Interest coverage is a financial indicator that shows a company’s ability to cover its interest costs. It is calculated by dividing earnings before interest and taxes by the amount of interest. A ratio of 1.5 or higher is recommended, and investors use this ratio along with other factors to make decisions about buying or selling shares.
Interest coverage is a ratio that can be used as a financial indicator. It communicates the ability of a company to cover the interest costs of its debts during a given period. Investors often use this ratio to make decisions about buying or selling shares, and it is expressed as a number. The lower the number, the higher the risk associated with a business. The 1.5 ratio is recommended as a good minimum standard.
Interest is a recurring expense for many businesses. It’s a fee assessed for borrowing money, and interest coverage is an indication of a company’s ability to cover those costs. This relationship is one of the factors that some investors consider when determining whether to buy or sell shares of a company. Investors are often hesitant to put money into companies that appear to be having trouble meeting their financial obligations.
Interest coverage is commonly calculated by determining a company’s earnings for a specified period and dividing the amount of its interest obligations for the same period. This more common method of calculating interest coverage is often referred to as EBIT, which stands for earnings before interest and taxes. EBIT is the same as net earnings, and it serves as the numerator in the equation.

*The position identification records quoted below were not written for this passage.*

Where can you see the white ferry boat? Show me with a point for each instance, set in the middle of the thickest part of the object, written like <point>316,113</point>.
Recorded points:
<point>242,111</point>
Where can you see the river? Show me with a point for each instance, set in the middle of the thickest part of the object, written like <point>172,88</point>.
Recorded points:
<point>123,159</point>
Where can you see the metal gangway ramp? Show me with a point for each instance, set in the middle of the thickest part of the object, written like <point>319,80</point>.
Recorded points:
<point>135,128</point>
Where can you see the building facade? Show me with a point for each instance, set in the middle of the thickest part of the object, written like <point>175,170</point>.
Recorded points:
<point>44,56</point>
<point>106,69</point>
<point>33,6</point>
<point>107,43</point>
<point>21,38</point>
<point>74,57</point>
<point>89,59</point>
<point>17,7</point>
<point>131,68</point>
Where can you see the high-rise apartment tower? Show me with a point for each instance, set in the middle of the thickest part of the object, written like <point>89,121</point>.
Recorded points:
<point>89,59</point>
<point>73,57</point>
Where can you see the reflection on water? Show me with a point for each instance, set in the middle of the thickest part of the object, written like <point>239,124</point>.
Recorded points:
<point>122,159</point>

The amount of interest serves as the denominator, and the result is the ratio that informs an investor of the company’s ability to make interest payments.
The number produced from this equation communicates how many times a company can pay its interest obligations with available earnings. Interest coverage is often expressed as a single digit number. For example, two would suggest that a company could make interest payments twice its current income. A negative number indicates that a company cannot meet these obligations and is likely to experience financial difficulties.
Low interest coverage for a particular period may not be a reliable indication of a company’s financial standing or the risk an investor faces. As earnings fluctuate, interest coverage can also fluctuate, leading many people to assess a company’s ability to pay interest over a period of time. An investor can look back months or years, depending on his strategy. It is important for new investors to understand that this ratio is rarely used as the only factor on which a stock decision is based. Financial professionals also strongly recommend against owning a stock that has an interest coverage of less than 1.5.